Providing comprehensive primary care to working uninsured adults is the core of what we do at Alliance Medical Ministry.
However, we know that providing medical care and medication is not enough. A deep connection exists between physical heath and mental health, and between social issues and health outcomes.
Alliance has a strong history of addressing mental health and social barriers.
Over the years, Alliance has built a robust Pastoral Care and Counseling Program, providing prayer, psychotherapy, marriage and family therapy, and counseling for individuals and families. As the program grew, we began connecting patients to community resources for issues like substance abuse, addiction, and intimate partner violence.
While addressing immediate health concerns is paramount to improving health outcomes, Alliance places an emphasis on prevention and healthy behaviors. In 2009 and 2010, we conducted patient surveys to identify patient needs and concerns, and heard loud and clear that patients wanted access to fresh, healthy food, and educational opportunities that would lead to improved eating and lifestyles.
With the support of Inter-Faith Food Shuttle, we built our Community Garden in 2010, and began addressing food insecurity by offering fresh produce to patients in the clinic. Over time, we have developed a thriving wellness program, engaging patients and their families in on-site cooking and nutrition education, gardening, and exercise opportunities to prevent and manage chronic illnesses. Our garden now grows more than 2,000 pounds of produce for patients.
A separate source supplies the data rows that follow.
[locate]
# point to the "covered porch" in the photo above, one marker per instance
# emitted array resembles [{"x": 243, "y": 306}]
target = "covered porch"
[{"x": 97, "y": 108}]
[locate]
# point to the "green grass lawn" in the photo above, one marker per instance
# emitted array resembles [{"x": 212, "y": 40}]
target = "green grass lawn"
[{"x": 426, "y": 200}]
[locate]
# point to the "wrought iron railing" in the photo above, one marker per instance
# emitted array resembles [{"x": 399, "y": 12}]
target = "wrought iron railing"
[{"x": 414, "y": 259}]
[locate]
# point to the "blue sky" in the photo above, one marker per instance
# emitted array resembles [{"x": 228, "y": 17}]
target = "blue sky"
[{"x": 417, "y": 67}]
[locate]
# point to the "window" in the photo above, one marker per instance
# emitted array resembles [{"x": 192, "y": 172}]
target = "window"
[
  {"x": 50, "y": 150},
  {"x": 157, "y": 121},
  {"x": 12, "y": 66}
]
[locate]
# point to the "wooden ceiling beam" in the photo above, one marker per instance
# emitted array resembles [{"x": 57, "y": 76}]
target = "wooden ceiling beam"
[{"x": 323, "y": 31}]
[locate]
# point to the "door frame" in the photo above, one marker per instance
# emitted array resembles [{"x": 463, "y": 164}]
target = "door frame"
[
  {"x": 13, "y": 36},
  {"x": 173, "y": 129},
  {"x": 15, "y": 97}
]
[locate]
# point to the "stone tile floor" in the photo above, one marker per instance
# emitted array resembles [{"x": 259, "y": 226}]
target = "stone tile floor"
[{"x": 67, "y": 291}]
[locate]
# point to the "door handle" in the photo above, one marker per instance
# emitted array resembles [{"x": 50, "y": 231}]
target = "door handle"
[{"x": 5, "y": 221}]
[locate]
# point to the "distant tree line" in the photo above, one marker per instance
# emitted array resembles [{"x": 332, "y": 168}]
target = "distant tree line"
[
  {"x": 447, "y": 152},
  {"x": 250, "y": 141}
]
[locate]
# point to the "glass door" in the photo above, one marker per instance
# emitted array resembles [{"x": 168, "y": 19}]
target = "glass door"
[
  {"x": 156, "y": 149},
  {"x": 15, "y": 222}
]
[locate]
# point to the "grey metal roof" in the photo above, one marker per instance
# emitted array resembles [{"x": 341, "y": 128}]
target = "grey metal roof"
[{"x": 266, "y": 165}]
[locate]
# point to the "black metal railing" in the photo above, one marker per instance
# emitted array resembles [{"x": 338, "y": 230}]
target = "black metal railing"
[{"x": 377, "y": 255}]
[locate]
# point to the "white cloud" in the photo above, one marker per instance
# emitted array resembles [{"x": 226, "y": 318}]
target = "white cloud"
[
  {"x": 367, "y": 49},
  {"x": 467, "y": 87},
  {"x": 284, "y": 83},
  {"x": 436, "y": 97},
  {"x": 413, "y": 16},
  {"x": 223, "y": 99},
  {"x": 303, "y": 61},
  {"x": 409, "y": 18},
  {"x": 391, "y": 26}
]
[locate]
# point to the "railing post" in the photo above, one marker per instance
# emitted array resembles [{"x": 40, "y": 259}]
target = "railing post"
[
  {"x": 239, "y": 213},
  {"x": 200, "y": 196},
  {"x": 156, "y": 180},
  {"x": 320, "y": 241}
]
We are strengthening our partnership with southeast Raleigh non-profit Passage Home, also working alongside Fertile Ground Food Cooperative, and Wake County Department of Health & Human Services to address race equity around our shared work with food insecurity, healthcare and workforce development.
Economic stability has been identified by Alliance patients as one of their biggest concerns and greatest cause of stress. Although patients are required to be working or living in a working household to be eligible for care at Alliance, they struggle to make ends meet. Many patients work in part-time, seasonal or contract jobs and do not have steady, consistent income.
Alliance has partnered with StepUp Ministry for many years, working together to cross refer patients and clients to each other's programming.
Building upon this partnership, we helped initiate The Family Table, a collaborative funded by United Way of the Greater Triangle. Together with Catholic Parrish Outreach, StepUp Ministry, Dress for Success, NC Works, Boys & Girls Club, and Childcare Resource and Referral Services, we have hired a Care Coordinator to identify and case manage families, place them in job training programs and assist with job placement, navigating food access, and enrolling in healthcare at AMM. Once Family Table clients become employed, they have access to childcare resources and after-school care.
Today, the practice of addressing social issues is called "working upstream" to address "Social Determinants of Health" (SDOH). SDOH include non-medical barriers to health, including food insecurity, housing, transportation, employment, childcare and intimate partner violence.
Clinical care contributes to only 20% of overall health outcomes; the remaining 80% is impacted by social and economic factors, health behaviors, and your physical environment. The fewer resources and social support an individual has, the greater the barriers to optimal health outcomes.
Across the board nationally, statewide, and locally, healthcare organizations are embracing opportunities to address SDOH. Locally, Alliance serves on the Steering Committee of the Wake County Medical Society Community Health Foundation (WCMSCHF), which seeks to create a formalized approach to addressing SDOH by linking clinical and social services organizations.
A priority of the WCMSCHF is to roll-out a social needs questionnaire in the medical setting, and implement a purposeful referral process to link clinical and social services.
A report prepared for John Rex Endowment by the North Carolina Institute for Public Health echoes this need: "[Key informants] would like to contribute data into centralized, well-coordinated systems that could benefit others outside their organizations. . . . High quality, coordinated referral systems that would allow them to track the people they serve as they access other services."
Likewise, the John Rex Endowment report concluded that "key informants need access to up-to-date, relevant and reliable data that could better inform their work." The Wake Network of Care is a hub for social resources, and Alliance has expanded social resource information on our website for easy review by patients.
This summer, Alliance will roll out a social screening to new patients through our Patient Services Team. At enrollment, questions around transportation, food access, housing, employment, and childcare will be posed to new patients, with resources identified for them immediately, referrals made, a plan built, and a note made in their medical record.
How Alliance first defined "comprehensive care" may have evolved over 15 years, but the way we intentionally embrace addressing the needs of each individual patient has remained the same.